Is she telling the truth? Was there a time, when I was a girl and Declan was a boy, that we soaked in the same starlight? Could he have been right there, so close he could have heard me call his name if I’d known it?

Mother sighs. “But all he did was cry and whimper and claw at my skirts, begging to be lifted and held, too human to understand the soil was the only thing keeping him alive. I cared for him as best I could, but he was…disappointing.” Her lip curls as she adds, “And as he grew, he looked more and more like her, the woman my love wanted more than he would ever want me, no matter how many baby boys I grew him or how much magic I gave him or how many times I swore I was sorry about those herbs. That choice.”
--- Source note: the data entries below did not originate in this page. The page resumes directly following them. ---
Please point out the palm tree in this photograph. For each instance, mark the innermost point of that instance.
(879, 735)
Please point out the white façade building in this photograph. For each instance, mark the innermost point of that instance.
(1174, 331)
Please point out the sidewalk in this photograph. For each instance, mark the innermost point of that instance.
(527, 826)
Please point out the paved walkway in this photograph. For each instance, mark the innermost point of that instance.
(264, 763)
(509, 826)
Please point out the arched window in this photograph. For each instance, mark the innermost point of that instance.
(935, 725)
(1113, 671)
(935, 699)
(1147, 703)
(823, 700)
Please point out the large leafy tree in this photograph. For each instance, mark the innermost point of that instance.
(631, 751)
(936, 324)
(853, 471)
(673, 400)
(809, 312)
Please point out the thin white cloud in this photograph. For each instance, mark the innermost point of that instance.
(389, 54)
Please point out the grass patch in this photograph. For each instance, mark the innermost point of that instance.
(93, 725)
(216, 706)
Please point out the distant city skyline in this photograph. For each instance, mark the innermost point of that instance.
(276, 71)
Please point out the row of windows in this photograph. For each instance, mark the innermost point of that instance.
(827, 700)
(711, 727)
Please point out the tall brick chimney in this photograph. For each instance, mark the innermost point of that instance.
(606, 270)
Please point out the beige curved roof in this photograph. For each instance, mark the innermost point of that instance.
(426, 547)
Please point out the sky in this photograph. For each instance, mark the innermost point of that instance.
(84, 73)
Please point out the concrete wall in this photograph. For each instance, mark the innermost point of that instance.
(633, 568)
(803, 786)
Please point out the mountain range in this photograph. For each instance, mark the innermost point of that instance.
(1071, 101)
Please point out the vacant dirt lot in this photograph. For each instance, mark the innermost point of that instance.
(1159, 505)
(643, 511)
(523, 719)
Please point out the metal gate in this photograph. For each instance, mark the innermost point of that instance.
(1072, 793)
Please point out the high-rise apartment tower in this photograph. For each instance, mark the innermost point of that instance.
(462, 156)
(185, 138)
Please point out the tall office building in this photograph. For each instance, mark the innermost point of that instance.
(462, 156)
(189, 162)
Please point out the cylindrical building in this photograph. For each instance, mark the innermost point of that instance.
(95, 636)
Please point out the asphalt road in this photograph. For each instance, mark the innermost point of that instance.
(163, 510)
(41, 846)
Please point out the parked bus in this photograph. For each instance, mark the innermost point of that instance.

“But you weren’t sorry,” I whisper, needing to hear it for some reason, to know that even back then she was a monster. “Were you?”

She holds my gaze, unflinching. “No. And I’m not sorry about your sisters, either. I didn’t know there was another way, someone else you love who could have paid the price for your disobedience.” She lifts a hand, cupping my face with a tenderness that makes her words even more terrible. “When I let your sisters starve to teach you a lesson, I didn’t know you were on a warded island falling in love with a boy. I only knew that you were hiding from me, refusing me your service, and that you must suffer for it. Suffering was the only way to make you see.”